Médecins Sans Frontières

A new report calls for urgent action to plug the "treatment gap" facing Aids and HIV sufferers.

The report, published on Monday at a news conference in Brussels, said there had been "important progress" in tackling the disease but that a "treatment gap endures."

It goes on to warn that an additional ten million people are "still in urgent need of treatment and many will die within just a few years if left untreated."

The report, compiled by Médecins Sans Frontières (MSF), calls for "more mobilisation of domestic and external resources" to help sufferers.

Its publication comes as governments from around the world prepare to meet to draw up a blueprint for tackling HIV/AIDS at a high-level UN meeting in New York later this week (8 to 10 June).

It follows a recent pledge by Ban Ki-Moon, the secretary general of the UN, to treat 13 million with the disease by 2015.

The report details MSF’s experience in implementing treatment strategies to improve care and reduce costs for patients and health systems.

It presents the results of a survey conducted by MSF teams in 16 countries where the aid organisation works.

The 16 countries represent a mix of low, general and hyper-endemic countries and together account for 52.5 per cent of the global HIV/AIDS burden.

The report says, "The progress they have achieved in implementing WHO treatment guidelines as well as other important strategies to increase access to treatment, provides an important window into the current strengths and
weaknesses of the international response to HIV/AIDS.

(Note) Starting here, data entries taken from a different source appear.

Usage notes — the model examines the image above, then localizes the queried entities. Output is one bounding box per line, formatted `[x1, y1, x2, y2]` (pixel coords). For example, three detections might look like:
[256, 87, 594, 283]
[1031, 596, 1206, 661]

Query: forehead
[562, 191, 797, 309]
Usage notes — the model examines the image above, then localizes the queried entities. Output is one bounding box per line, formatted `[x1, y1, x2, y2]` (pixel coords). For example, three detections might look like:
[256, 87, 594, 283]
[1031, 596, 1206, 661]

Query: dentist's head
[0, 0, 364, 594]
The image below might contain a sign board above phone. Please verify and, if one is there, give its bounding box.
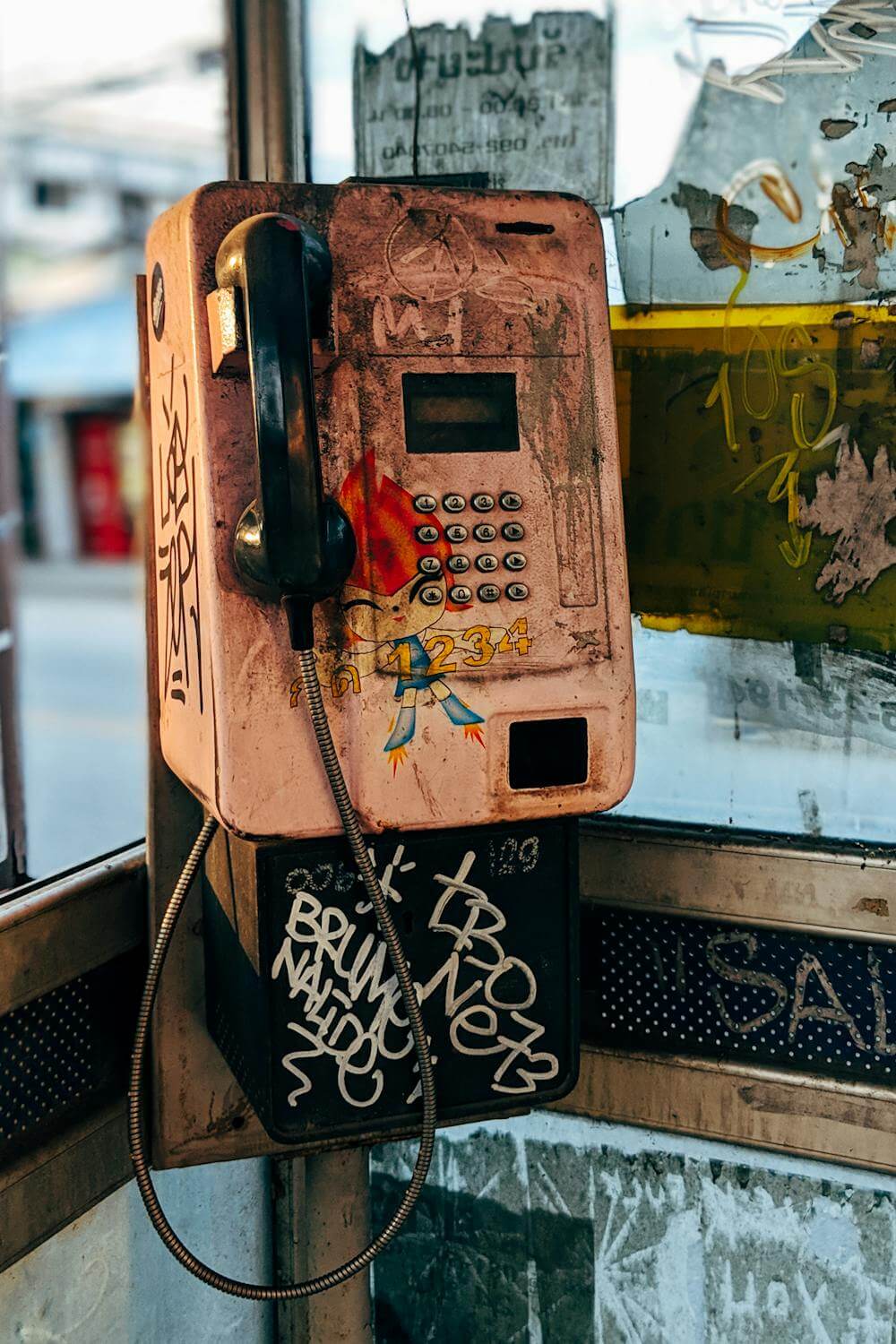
[355,13,613,210]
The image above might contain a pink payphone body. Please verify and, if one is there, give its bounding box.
[148,183,634,839]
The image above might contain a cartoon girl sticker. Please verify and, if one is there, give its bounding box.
[334,453,485,773]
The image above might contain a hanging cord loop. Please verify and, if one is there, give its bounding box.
[127,650,436,1303]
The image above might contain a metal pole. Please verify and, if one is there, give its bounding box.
[227,0,310,182]
[227,0,374,1344]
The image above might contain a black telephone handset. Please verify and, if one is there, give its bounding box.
[215,214,355,650]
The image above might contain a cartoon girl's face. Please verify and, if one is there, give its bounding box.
[339,574,446,644]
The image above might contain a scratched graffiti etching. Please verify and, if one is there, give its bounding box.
[156,355,205,714]
[271,840,560,1109]
[799,437,896,607]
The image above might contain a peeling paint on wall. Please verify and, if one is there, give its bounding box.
[614,0,896,304]
[374,1115,896,1344]
[799,438,896,605]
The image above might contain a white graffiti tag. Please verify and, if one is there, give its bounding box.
[271,847,559,1107]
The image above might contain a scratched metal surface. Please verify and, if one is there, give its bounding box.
[614,0,896,650]
[374,1113,896,1344]
[353,13,614,210]
[582,908,896,1086]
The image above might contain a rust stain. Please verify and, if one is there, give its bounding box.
[853,897,890,919]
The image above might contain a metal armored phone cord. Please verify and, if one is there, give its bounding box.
[127,650,435,1301]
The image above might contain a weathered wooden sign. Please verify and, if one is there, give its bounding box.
[204,822,578,1144]
[355,13,613,210]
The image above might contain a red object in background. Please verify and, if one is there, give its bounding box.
[73,416,132,556]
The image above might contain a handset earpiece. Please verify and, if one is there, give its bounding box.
[215,214,355,650]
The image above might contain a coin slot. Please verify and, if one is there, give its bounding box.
[401,374,520,453]
[508,718,589,789]
[495,220,554,237]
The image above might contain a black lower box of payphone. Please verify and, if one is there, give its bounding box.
[202,819,579,1145]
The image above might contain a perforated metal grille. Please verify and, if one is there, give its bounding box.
[0,978,95,1145]
[0,954,142,1160]
[582,908,896,1085]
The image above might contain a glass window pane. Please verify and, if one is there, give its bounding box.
[1,0,224,876]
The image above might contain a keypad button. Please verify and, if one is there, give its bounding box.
[473,523,498,542]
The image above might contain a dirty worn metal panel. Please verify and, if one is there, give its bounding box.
[613,304,896,650]
[355,10,614,210]
[552,1046,896,1172]
[148,183,634,839]
[582,906,896,1086]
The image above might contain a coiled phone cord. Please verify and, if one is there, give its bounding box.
[127,650,435,1303]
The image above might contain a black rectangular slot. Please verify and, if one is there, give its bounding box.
[509,719,589,789]
[401,374,520,453]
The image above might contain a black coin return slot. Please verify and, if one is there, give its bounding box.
[509,719,589,789]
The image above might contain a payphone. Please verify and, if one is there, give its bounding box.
[132,182,634,1296]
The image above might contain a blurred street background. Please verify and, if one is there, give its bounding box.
[17,561,146,876]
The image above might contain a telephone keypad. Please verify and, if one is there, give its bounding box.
[473,523,498,542]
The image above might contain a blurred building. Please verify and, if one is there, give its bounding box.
[1,50,224,559]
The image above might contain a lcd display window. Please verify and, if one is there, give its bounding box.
[401,374,520,453]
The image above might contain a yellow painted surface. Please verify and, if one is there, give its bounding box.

"Most countries now have policies to better manage the co-epidemics of HIV and TB, to integrate HIV and maternal services and to bring care closer to where people live, using existing facilities and health care workers."

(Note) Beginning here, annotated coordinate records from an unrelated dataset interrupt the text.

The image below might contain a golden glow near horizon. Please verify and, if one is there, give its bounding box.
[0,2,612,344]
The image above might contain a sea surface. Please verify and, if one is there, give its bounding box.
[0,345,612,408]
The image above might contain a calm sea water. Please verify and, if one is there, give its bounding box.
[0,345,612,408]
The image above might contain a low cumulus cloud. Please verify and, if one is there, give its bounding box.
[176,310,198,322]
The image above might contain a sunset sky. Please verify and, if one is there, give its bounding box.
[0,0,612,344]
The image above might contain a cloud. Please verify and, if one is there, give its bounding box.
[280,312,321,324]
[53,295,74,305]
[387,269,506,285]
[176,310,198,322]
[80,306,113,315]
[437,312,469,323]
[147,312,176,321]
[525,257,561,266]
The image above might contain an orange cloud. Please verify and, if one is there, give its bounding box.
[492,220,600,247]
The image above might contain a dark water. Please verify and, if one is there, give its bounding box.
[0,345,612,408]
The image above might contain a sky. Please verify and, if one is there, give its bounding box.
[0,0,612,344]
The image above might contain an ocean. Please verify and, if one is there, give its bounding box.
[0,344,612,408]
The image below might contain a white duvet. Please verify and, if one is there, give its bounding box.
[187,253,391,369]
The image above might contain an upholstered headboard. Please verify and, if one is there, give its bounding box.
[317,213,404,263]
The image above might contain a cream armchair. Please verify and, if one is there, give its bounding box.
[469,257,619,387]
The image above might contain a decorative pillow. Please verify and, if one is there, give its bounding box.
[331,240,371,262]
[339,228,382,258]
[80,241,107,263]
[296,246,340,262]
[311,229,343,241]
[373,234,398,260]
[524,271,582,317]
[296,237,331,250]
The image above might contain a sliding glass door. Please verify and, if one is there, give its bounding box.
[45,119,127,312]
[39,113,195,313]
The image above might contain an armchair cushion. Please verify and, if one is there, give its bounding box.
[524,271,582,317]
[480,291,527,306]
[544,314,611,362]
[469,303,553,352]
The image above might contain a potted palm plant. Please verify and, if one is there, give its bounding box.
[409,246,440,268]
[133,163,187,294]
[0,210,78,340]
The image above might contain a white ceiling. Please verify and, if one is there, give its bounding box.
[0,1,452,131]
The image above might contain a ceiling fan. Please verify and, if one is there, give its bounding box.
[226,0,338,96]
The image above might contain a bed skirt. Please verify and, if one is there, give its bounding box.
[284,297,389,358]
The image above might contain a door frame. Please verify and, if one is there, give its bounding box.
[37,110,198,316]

However, it adds, "But most HIV-prevalent countries are still struggling to reach more than 50 per cent of people in need."

"The progress thus far would not have been possible without external financial support, but it will take more mobilisation of domestic and external resources so that the population benefits in reducing infections, deaths, and illness can be fully realised."

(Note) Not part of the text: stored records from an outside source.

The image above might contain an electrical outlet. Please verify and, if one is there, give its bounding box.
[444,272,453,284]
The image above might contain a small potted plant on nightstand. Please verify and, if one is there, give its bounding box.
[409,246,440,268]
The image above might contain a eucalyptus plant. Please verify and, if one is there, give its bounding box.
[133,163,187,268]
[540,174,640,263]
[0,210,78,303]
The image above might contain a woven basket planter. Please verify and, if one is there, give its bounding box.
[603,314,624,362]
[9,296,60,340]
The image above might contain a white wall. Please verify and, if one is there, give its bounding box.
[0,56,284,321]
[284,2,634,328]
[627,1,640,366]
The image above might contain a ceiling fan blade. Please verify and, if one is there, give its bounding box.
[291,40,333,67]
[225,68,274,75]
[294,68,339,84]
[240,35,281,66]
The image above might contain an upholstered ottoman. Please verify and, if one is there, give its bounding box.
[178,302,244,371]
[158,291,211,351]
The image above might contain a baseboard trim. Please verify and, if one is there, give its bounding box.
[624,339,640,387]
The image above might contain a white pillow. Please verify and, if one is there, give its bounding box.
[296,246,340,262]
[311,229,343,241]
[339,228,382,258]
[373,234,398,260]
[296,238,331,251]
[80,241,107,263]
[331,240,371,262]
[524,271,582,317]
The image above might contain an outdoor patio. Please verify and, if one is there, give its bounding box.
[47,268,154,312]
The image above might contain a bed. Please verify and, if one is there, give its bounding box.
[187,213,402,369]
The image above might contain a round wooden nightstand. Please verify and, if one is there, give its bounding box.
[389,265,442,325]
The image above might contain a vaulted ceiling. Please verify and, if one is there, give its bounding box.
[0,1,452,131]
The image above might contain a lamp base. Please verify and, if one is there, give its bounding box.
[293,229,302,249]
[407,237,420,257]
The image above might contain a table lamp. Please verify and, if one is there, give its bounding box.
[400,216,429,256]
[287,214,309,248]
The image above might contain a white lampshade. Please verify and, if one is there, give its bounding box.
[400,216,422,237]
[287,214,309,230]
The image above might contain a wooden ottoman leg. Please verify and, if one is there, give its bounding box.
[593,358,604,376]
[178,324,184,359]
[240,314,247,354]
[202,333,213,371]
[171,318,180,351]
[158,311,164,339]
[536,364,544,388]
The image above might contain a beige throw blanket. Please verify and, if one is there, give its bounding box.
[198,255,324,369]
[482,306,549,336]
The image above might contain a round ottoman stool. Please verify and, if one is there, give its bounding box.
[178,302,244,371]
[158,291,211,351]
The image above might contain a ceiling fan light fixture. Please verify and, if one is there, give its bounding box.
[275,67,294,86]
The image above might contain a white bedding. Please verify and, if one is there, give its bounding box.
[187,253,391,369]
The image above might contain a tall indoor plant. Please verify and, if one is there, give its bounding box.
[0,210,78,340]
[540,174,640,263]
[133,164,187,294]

The report says that "with more than six million lives saved there is a lot to show for the last ten years of effort …. but even more can be done in the next decade."

It says governments "must recommit" to their past promises to bring life-saving treatment to all in need and support an "ambitious" treatment target.

MSF also recommend a reduction in the burden on patients and on health systems, support lowering the costs of drugs, and foster the needed medical innovation.